Mais la collectivité doit prendre en compte la loi Climat et Résilience, promulguée en août dernier, qui prévoit de diviser par deux l'artificialisation des sols dans la prochaine décennie.
"Jusqu'en 2030, les élus peuvent artificialiser 9 hectares par an, or à Amiens, on est à 13 hectares et ça va exploser avec Boréalia", analyse Florence Grouillons, membre du collectif Stop Horror Boréalia, qui a rassemblé 32 000 signatures sur une pétition contre le projet.
Le démenti d'Amiens Métropole
"Il n'est pas question de revoir quoi que ce soit", rétorque catégoriquement Alain Gest, le président d'Amiens Métropole, à qui nous avons soumis les déclarations de la ministre. Selon l'élu Les Républicains, le projet se fera de toute façon.
Je n'ai jamais eu de contact sur ce sujet avec Madame Pompili, qui ne connait pas le projet et ne s'est jamais occupée des dossiers d'Amiens Métropole. Nous avons parlé avec la préfecture, nous avons suivi rigoureusement la procédure légale et nous irons jusqu'au bout, sinon ça veut dire qu'on va refuser des implantations d'entreprises, ça s'appelle la décroissance.
Alain Gest, président d'Amiens Métropole
Le président d'agglomération corrige la ministre sur les espaces disponibles en alternative : "On n'a plus de friches ! Celle de Goodyear a été rachetée et ça commence à construire dessus, celle derrière la gare va être refaite, l'ancien centre de tri de La Poste aussi... À part un peu d'espace sur le Pôle Jules Verne, on est au bout."
Alain Gest tape aussi contre le collectif "qui se mobilise contre tous les projets de cette nature à travers la France avec des pétitions signées partout par les mêmes en disant beaucoup de choses fausses." Il souligne qu'il ne s'agit bien "que" de 62 hectares. "Nous avons impérativement besoin de ces hectares supplémentaires", conclue l'élu.
Quelles entreprises ?
La nature des constructions envisagées fait aussi débat.
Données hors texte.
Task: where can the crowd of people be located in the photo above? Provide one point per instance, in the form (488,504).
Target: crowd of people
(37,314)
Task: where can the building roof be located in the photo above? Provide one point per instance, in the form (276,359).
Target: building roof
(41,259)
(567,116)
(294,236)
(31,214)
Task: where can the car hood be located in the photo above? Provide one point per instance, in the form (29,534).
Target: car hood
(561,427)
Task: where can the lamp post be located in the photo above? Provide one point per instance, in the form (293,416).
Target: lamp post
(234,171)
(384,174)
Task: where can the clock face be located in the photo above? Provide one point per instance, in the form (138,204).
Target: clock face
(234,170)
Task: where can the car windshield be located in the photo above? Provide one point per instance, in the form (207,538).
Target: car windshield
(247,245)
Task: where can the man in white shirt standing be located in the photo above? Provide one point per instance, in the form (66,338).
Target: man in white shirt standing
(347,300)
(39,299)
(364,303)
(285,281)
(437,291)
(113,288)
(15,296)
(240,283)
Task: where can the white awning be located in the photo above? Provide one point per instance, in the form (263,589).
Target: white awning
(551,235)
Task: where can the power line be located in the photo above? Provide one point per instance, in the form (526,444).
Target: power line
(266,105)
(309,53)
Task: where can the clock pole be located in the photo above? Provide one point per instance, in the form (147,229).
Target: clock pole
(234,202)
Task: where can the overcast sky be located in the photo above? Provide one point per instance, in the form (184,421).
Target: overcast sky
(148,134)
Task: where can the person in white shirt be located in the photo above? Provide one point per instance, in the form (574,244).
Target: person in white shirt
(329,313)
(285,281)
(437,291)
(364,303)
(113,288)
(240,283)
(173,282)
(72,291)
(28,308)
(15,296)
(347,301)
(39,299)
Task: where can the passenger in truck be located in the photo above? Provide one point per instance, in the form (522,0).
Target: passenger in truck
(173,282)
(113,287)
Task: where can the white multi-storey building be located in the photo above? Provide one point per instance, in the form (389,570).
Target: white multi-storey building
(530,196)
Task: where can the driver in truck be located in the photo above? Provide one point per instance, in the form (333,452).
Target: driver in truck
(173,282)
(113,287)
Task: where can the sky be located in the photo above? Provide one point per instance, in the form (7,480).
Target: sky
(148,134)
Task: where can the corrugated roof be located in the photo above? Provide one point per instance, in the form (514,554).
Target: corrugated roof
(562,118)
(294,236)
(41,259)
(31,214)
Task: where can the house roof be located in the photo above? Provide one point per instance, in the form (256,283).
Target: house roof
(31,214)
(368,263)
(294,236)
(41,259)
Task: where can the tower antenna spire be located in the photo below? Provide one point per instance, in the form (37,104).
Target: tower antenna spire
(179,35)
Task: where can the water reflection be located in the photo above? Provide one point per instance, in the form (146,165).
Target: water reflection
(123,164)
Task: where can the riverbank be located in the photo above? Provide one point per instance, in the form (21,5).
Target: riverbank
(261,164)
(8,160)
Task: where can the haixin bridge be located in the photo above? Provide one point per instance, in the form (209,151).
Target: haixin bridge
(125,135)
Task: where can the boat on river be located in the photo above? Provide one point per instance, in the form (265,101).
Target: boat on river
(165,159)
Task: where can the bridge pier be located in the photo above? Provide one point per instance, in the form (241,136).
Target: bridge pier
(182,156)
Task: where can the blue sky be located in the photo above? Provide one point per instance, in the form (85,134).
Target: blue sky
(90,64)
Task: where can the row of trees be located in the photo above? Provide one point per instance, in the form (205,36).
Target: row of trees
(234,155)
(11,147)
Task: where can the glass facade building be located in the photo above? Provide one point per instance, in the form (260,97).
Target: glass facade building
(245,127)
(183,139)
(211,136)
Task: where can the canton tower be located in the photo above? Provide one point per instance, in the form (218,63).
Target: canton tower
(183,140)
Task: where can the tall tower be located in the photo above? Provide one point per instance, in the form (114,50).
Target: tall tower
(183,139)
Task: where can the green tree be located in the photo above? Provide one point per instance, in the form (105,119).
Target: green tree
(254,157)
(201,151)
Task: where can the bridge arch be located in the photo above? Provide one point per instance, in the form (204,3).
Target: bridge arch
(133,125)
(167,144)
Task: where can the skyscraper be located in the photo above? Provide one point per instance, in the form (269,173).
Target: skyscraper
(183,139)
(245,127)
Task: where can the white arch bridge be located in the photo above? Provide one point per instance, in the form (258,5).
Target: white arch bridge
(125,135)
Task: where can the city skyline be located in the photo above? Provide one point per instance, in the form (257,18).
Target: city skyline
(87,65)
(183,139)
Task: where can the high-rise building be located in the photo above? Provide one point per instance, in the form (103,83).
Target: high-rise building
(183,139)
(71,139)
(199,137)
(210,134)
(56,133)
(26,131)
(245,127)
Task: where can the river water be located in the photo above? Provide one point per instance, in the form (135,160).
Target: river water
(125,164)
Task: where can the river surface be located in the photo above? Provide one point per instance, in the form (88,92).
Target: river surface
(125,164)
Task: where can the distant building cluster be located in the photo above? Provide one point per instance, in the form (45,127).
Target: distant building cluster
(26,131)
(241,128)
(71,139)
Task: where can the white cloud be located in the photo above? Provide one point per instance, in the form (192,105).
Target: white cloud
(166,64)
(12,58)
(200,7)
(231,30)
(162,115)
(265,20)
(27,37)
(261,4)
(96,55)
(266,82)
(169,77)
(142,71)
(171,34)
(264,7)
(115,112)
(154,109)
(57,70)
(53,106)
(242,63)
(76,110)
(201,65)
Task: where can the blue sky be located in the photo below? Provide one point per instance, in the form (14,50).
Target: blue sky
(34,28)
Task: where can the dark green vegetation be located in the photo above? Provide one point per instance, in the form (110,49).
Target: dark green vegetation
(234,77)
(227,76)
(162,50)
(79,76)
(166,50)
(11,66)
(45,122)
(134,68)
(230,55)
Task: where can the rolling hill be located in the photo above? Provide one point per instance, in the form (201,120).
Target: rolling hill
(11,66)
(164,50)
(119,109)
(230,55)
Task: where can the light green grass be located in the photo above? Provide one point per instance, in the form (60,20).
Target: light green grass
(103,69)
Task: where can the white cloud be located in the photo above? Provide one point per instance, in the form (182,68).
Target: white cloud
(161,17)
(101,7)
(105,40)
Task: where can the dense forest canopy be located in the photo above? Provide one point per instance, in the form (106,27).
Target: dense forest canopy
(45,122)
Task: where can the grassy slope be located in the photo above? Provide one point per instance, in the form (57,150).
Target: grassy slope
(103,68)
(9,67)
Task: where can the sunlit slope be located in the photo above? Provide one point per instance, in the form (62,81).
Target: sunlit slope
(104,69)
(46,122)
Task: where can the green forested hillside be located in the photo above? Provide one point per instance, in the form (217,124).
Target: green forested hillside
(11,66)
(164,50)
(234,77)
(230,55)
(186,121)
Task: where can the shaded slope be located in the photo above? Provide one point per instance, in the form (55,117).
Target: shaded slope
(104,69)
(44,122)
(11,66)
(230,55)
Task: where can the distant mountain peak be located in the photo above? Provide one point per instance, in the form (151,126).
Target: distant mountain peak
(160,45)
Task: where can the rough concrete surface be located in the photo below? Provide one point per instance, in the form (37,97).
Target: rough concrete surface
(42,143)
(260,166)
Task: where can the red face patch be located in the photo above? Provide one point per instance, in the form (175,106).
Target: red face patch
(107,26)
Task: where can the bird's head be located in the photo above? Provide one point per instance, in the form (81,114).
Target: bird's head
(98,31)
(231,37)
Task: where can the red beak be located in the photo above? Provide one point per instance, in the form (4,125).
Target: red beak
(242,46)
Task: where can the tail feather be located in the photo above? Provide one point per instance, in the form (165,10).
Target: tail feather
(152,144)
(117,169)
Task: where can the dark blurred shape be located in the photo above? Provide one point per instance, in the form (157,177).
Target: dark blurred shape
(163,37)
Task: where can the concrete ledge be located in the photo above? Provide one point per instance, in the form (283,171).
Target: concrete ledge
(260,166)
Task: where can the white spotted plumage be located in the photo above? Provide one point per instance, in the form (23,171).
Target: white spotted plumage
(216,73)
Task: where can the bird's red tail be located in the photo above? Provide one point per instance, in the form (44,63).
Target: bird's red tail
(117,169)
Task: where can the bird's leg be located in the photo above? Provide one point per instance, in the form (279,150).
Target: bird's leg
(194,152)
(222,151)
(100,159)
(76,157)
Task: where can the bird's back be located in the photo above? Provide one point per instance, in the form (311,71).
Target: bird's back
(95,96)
Alain Gest, fier d'avoir accueilli Amazon et ses 600 CDI à Boves en 2017, souligne ici qu'il n'a "jamais dit que les parcelles étaient destinées à faire de la logistique et uniquement de la logistique."
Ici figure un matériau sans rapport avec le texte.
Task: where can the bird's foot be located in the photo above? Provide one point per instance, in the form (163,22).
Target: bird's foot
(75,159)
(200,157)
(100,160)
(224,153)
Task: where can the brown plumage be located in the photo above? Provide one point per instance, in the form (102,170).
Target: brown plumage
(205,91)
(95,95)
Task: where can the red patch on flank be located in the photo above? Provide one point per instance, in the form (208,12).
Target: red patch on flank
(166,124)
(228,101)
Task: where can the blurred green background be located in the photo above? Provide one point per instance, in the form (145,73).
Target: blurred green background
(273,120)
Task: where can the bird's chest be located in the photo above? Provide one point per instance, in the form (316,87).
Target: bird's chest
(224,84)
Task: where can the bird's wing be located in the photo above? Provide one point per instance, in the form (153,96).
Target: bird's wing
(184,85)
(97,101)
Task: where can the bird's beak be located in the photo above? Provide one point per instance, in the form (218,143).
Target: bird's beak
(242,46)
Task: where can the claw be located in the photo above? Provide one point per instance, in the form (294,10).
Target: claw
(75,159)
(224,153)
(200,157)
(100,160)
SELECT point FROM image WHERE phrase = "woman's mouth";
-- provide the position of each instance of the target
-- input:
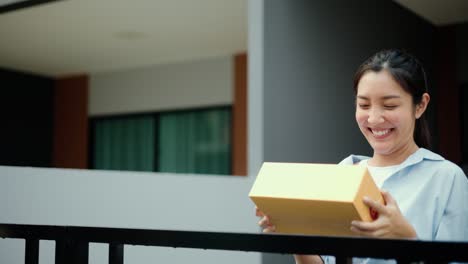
(381, 133)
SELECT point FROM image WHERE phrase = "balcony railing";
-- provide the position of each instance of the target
(72, 244)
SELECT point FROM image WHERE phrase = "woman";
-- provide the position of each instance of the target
(425, 194)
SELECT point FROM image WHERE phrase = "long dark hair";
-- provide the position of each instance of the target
(409, 73)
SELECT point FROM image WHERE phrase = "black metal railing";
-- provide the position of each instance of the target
(72, 244)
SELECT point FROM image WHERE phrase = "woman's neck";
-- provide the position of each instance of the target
(394, 158)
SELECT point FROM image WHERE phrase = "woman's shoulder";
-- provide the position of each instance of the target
(440, 162)
(435, 163)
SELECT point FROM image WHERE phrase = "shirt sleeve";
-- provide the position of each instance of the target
(454, 222)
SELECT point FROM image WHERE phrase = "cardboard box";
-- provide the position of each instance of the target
(314, 199)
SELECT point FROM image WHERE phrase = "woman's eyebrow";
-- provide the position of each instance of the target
(384, 98)
(391, 97)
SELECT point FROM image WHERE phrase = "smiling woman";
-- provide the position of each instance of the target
(424, 193)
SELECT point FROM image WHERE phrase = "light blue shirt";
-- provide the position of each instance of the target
(432, 194)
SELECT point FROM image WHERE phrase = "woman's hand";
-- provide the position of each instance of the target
(390, 222)
(268, 227)
(264, 222)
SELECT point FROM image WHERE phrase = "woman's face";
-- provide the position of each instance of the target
(385, 113)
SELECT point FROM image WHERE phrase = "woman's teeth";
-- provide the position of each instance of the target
(380, 133)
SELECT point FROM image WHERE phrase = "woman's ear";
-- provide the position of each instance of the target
(422, 106)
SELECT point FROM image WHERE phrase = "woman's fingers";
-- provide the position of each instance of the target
(264, 222)
(379, 208)
(388, 198)
(258, 212)
(269, 229)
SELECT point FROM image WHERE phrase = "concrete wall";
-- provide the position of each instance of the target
(310, 50)
(164, 87)
(127, 200)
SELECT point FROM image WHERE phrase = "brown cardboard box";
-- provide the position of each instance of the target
(315, 199)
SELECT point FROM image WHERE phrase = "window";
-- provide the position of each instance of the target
(189, 141)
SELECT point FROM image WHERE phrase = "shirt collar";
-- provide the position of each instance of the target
(418, 156)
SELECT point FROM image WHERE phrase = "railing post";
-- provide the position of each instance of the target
(343, 260)
(71, 252)
(116, 253)
(31, 254)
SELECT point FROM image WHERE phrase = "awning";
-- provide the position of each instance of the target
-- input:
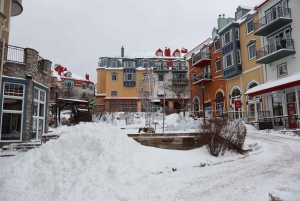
(275, 85)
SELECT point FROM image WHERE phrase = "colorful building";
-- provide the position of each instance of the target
(278, 25)
(118, 78)
(24, 85)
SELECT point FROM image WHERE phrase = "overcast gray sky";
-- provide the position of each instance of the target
(75, 33)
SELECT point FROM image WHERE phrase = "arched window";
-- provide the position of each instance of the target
(219, 103)
(251, 101)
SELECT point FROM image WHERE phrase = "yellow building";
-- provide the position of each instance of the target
(248, 74)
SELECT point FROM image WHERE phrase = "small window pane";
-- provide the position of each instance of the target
(11, 126)
(12, 104)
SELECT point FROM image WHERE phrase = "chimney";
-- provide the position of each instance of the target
(167, 52)
(122, 51)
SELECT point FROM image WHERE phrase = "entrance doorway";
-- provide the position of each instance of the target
(291, 109)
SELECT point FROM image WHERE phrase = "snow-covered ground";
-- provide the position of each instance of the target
(97, 161)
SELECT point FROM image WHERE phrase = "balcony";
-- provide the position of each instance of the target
(16, 8)
(180, 69)
(201, 59)
(202, 78)
(273, 21)
(181, 81)
(275, 51)
(161, 69)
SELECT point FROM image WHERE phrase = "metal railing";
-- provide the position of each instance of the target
(272, 16)
(15, 54)
(274, 47)
(19, 1)
(200, 56)
(180, 81)
(182, 68)
(202, 76)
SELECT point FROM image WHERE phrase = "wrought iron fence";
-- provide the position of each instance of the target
(15, 54)
(272, 16)
(199, 56)
(202, 76)
(275, 46)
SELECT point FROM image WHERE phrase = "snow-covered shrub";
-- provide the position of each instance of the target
(222, 134)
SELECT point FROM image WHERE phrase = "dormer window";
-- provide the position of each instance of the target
(146, 64)
(239, 15)
(114, 64)
(159, 54)
(83, 85)
(69, 74)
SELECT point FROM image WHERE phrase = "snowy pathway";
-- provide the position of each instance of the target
(252, 178)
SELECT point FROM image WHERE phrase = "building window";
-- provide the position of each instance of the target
(161, 78)
(39, 114)
(114, 93)
(12, 112)
(146, 64)
(219, 103)
(83, 85)
(114, 77)
(216, 45)
(146, 94)
(218, 67)
(227, 60)
(282, 70)
(251, 51)
(123, 106)
(132, 106)
(239, 56)
(227, 37)
(249, 26)
(113, 64)
(129, 77)
(129, 64)
(237, 34)
(239, 15)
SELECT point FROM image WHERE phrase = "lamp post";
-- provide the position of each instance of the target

Pourtant, selon le député insoumis de la Somme François Ruffin, également à Amiens pour la visite ministérielle, le projet participe à une dérive stratégique dans le développement de la Picardie : "Il y a des dizaines voire des centaines de bonnes terres bétonnées pour faire des pôles logistiques, mais je ne veux pas que ma région, qui était le grenier de la France, qui a été une grande région industrielle, devienne le hangar de l'Europe."
Le député renvoie le gouvernement et les élus locaux dos à dos, reprochant aux premiers de n'avoir pas créé de moratoire sur les créations de plateformes logistiques, et aux seconds de croire qu'elles créent de l'emploi alors qu'elles en détruiraient davantage.
"Un emploi créé en logistique, c'est 2,2 emplois supprimés dans le commerce de proximité", détaille pour sa part Florence Grouillons, reprenant en réalité un calcul discutable réalisé par le député LREM Mounir Mahjoubi en 2019 concernant Amazon.
Discutable, car il ne prenait pas en compte les dizaines de milliers de livreurs sous-traitants de la plateforme, et partait du postulat que les achats auraient été effectués dans le petit commerce si Amazon n'existait pas. On sait seulement, grace à France Stratégie, que la croissance de l'emploi dans le commerce de détail ralentit dans les secteurs où le commerce en ligne se développe.